Un comerciante muy rico tenía una hija de mejillas brillantes como
Venus. Su rostro era hermoso como la luna y daba buena suerte. Cuando alcanzó
la edad de la madurez, su padre la confió a un marido. Pero este marido apenas
era digno de ella. Sin embargo, si las sandías maduras no se cogen, se pudren.
Así, por temor a los sobornadores, el padre se vio obligado a cometer este
error. Dijo, sin embargo, a su hija:
«Pon mucha atención para no quedarte embarazada. Sólo por necesidad te
caso con este pobre hombre. Es un solitario y no hay que esperar mucha
constancia por su parte. Si te abandona cualquier día, la carga de un hijo
sería demasiado pesada para ti.
-¡Oh, padre! dijo la bella, ¡tu consejo es bien intencionado y lleno
de razón y obraré siguiendo tu parecer! »
Cada tres días, el comerciante reiteraba sus consejos a su hija para
protegerla del peligro de la procreación. Pero ella era joven y su marido
también, tanto que no tardó en quedar embarazada.

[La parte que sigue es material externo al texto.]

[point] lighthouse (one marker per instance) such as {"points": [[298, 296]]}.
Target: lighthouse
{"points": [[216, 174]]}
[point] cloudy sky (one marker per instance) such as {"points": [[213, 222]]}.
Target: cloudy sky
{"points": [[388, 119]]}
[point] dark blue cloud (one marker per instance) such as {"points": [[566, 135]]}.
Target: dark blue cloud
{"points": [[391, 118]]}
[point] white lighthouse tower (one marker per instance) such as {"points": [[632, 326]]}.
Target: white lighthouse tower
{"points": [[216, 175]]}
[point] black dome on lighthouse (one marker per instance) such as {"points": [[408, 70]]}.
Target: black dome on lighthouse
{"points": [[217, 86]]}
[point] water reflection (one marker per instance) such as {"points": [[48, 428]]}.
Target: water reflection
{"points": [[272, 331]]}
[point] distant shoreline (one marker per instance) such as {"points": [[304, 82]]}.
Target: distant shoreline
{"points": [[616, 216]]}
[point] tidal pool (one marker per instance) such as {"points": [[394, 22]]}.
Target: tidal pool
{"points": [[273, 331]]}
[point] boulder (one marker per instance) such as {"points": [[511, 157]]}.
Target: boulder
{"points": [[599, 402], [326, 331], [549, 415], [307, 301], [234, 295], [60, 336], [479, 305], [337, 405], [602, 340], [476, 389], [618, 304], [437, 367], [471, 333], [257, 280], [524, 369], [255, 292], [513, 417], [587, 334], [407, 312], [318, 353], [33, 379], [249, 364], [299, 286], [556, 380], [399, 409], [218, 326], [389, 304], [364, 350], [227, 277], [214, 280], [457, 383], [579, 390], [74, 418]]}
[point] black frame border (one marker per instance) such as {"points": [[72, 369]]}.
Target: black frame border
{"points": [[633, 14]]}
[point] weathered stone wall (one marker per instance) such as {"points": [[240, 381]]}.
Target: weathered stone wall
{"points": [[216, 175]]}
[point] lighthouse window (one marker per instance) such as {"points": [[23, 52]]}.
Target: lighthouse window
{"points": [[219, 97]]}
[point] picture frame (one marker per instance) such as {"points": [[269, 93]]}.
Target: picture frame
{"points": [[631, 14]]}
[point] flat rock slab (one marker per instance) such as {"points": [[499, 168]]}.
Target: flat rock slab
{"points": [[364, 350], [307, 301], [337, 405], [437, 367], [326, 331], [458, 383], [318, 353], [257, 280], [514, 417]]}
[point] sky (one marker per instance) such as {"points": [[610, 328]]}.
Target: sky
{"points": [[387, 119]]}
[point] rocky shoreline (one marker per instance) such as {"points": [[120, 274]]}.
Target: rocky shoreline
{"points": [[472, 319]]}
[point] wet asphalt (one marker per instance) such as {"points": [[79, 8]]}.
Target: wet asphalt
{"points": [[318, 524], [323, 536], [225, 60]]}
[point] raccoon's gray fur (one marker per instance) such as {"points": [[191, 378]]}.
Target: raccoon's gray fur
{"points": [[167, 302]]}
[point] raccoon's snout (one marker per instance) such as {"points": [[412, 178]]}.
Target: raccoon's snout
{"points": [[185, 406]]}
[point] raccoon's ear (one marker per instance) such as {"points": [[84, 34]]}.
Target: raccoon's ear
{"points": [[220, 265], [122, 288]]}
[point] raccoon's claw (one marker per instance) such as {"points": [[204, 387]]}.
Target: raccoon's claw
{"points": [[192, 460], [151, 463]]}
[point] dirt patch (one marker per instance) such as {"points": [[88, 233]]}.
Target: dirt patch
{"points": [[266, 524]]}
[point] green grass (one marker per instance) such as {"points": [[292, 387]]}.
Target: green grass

Ocultó a su padre la noticia durante cinco meses, hasta el momento en
que la cosa se hizo evidente en exceso.
«¿No te había dicho yo que
tuvieras cuidado? exclamó el comerciante. ¿Se han desvanecido mis consejos como
humo? ¿Alguna vez han influido en ti?
-¡Oh, padre! Respondió la hija, ¿cómo habría podido protegerme? La mujer y el hombre son como del fuego
y el algodón. ¿Cómo podría el algodón protegerse del fuego y evitar
inflamarse?»
El comerciante replica:
«No te aconsejé que no te
acercaras a tu marido, sino sólo que te protegieras de su semen. ¡No tenías más
que alejarte de él en el momento fatal!
-Pero ¿cómo hubiera yo podido reconocer un instante tan secreto?
-Es evidente, sin embargo. ¡Es el momento preciso en que los ojos del
hombre se ponen en blanco!
-¡Querido padre! Exclamó la hija, ¡cuando los ojos de mi marido se
ponen en blanco, los míos se quedan ciegos!»